Put your finger in the soil down to the first knuckle, if you can’t even get your finger into the soil that means the plant definitely needs to be watered. If some of the dirt sticks to your finger, and the soil feels fairly moist, it probably has enough water. Keep an eye on the leaves as they can provide a good indication of whether the plant is getting enough water, or too much water. If the leaves are drooping, this often means that the plant needs to be watered. If they are brown, dry, or some leaves have fallen off, this also means that the plant needs to be watered. On the other hand, these signs can also mean that the plant has been over watered, so it is always important to use these observations in conjunction with checking whether or not the soil is dry. If the plant has been watered recently, give the plant some time to absorb the water before watering again.

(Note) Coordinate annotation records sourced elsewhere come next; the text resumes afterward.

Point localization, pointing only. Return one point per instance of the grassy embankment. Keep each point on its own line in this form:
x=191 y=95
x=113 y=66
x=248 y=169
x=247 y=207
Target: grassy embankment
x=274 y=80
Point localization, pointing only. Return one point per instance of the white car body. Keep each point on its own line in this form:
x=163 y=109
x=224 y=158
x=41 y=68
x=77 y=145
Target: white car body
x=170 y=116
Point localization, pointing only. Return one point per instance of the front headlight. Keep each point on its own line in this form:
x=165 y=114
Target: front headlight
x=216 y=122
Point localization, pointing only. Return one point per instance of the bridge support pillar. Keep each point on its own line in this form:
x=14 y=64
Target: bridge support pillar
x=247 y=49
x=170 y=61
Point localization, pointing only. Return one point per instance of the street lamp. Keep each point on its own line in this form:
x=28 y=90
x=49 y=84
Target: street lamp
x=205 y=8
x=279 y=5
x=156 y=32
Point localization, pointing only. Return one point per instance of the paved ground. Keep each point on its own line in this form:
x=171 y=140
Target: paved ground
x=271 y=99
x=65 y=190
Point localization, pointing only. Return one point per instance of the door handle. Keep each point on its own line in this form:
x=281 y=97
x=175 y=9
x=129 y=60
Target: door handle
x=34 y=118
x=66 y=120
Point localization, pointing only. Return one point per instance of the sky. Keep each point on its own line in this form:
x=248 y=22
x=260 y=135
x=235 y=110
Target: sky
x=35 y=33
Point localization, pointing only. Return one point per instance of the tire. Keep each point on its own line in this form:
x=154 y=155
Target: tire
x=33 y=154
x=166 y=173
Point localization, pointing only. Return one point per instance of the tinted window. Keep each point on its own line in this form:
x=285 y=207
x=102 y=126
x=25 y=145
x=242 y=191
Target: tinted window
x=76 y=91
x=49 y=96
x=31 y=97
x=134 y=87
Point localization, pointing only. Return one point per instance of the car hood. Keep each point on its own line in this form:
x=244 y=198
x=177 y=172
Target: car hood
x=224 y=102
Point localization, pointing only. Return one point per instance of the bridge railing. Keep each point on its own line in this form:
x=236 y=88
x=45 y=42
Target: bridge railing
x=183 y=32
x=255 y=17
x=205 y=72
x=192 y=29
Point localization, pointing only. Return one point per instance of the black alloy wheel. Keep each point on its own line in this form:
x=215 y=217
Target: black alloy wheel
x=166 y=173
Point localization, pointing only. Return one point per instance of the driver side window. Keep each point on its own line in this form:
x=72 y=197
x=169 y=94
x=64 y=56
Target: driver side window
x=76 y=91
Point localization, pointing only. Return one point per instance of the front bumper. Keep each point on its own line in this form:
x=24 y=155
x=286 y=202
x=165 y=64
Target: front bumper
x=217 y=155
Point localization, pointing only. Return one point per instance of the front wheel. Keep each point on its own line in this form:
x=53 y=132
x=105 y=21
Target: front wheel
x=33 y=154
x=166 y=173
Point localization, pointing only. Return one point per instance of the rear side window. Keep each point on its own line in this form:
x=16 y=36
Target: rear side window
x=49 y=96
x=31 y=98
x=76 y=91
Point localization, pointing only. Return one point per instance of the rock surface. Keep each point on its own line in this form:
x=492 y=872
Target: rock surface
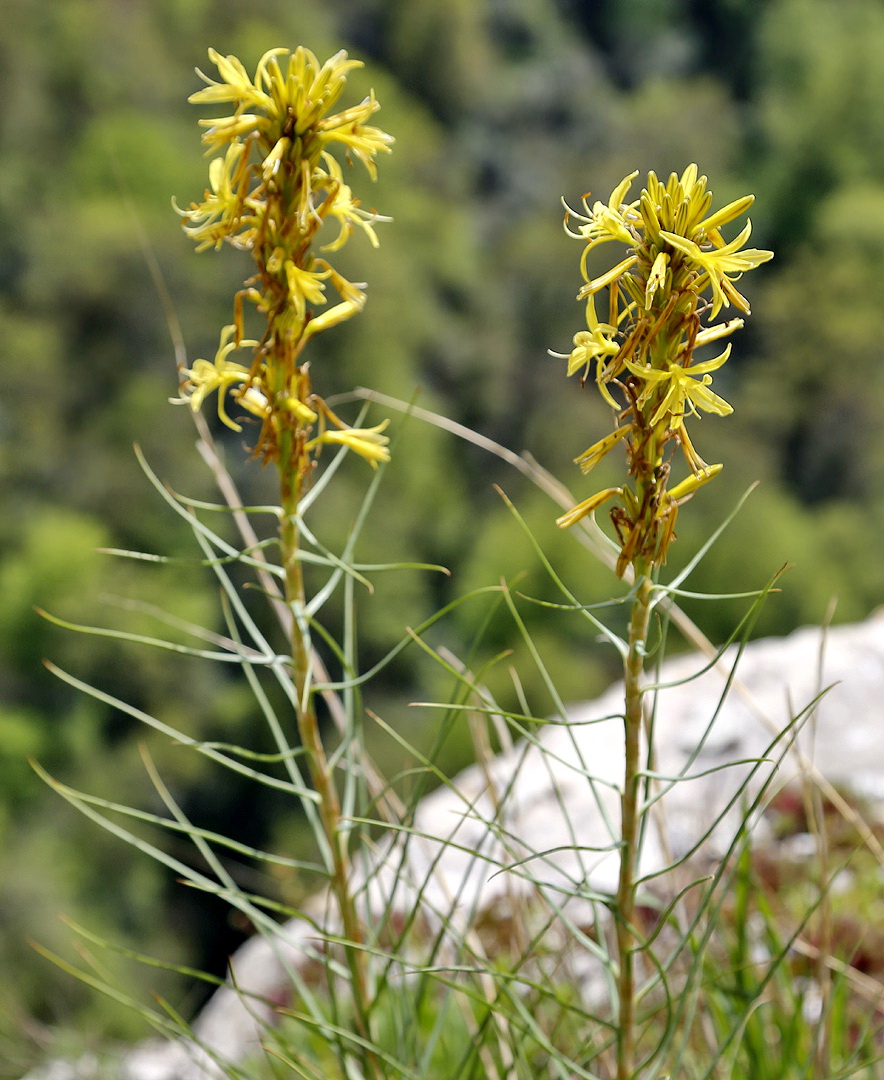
x=557 y=801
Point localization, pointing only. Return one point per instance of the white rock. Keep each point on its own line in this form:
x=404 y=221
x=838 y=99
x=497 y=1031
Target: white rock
x=558 y=801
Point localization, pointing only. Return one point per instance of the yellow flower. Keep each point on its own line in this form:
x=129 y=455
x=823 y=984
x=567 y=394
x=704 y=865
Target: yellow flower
x=590 y=458
x=587 y=507
x=690 y=485
x=683 y=390
x=367 y=442
x=304 y=286
x=235 y=85
x=721 y=261
x=588 y=346
x=291 y=104
x=218 y=217
x=220 y=375
x=340 y=203
x=602 y=221
x=352 y=302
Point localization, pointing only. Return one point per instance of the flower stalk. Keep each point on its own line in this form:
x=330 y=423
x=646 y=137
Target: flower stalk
x=275 y=189
x=678 y=272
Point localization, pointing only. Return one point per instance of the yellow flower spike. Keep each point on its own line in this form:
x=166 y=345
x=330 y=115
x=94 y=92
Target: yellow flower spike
x=367 y=442
x=587 y=507
x=719 y=262
x=588 y=346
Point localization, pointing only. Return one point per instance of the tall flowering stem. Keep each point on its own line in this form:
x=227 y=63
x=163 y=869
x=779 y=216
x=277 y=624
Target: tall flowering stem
x=646 y=316
x=276 y=190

It can be useful to learn how heavy the plant is when it has been well watered. You can test see if your plant has been watered enough by picking it up, and feeling how heavy it is. Lift it from time to time, and if it doesn’t feel heavy enough, this means that it needs to be watered. Of course only do this if your plant is light enough to be lifted easily. Don’t injure yourself trying to lift your plant up!

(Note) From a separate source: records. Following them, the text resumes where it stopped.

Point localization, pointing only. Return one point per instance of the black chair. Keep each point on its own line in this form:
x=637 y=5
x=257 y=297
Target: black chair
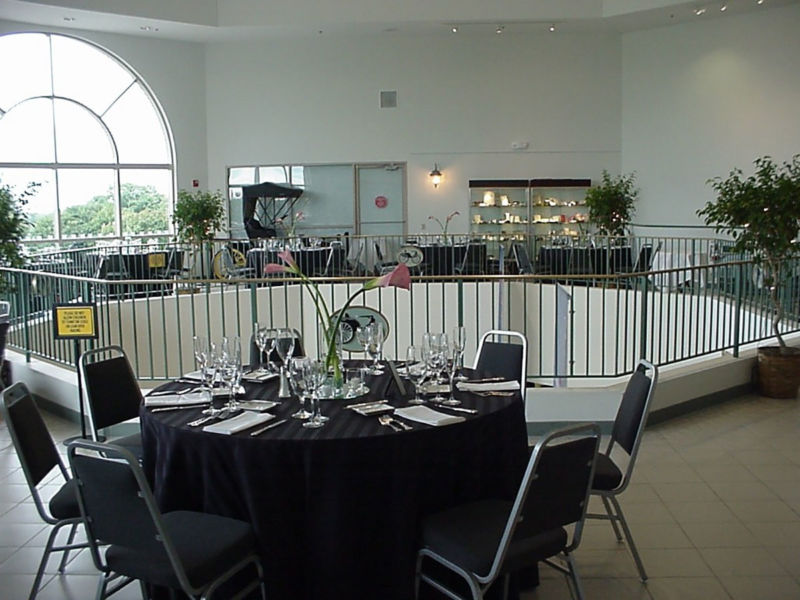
x=524 y=266
x=503 y=358
x=610 y=479
x=486 y=539
x=257 y=359
x=111 y=393
x=38 y=456
x=181 y=550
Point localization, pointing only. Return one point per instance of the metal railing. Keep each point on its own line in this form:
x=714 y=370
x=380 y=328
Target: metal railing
x=611 y=319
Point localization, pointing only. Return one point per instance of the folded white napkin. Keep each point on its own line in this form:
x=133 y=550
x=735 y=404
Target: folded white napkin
x=194 y=375
x=176 y=399
x=423 y=414
x=259 y=376
x=239 y=423
x=488 y=386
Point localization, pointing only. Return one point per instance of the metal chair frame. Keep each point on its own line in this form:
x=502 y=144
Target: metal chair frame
x=512 y=334
x=13 y=394
x=612 y=507
x=478 y=584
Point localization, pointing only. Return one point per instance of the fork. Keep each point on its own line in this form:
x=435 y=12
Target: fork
x=389 y=422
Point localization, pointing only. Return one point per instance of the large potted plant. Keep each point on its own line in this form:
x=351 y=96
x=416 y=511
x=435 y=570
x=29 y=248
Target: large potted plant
x=761 y=213
x=611 y=203
x=198 y=215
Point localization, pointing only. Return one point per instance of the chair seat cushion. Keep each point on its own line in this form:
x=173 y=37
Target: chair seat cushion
x=469 y=535
x=208 y=545
x=64 y=503
x=607 y=475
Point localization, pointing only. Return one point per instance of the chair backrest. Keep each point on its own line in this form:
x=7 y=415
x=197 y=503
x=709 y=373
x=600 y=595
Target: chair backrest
x=555 y=489
x=524 y=265
x=117 y=504
x=255 y=361
x=35 y=447
x=632 y=413
x=111 y=391
x=503 y=358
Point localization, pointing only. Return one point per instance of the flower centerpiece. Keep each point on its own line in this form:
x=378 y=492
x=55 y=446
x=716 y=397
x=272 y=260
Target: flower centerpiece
x=446 y=224
x=331 y=321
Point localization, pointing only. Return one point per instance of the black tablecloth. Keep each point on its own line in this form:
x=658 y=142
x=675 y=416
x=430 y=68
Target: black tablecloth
x=336 y=510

Some plants are sensitive to the type of water that is used. The chlorine in tap water can kill some plants. If you suspect that the chlorine in the water is hurting your plant, let the water sit out overnight in a large container before watering. I always keep water in a large plastic jug that has been filled up the night before.
Try to distribute the water evenly across the surface of the soil. When you water, it’s better to start out by giving the plant too little water rather than too much. You can always water more if you give into little water, but overwatering is more difficult to correct. Be sure to water until water comes out of the holes on the bottom of the pot. You want to be sure that the roots at the bottom of the pot get water, and just watering the surface of the soil will not accomplish this. Some plants also benefit from misting with a spray bottle, but not all plants, so you need to know the requirements of your plant.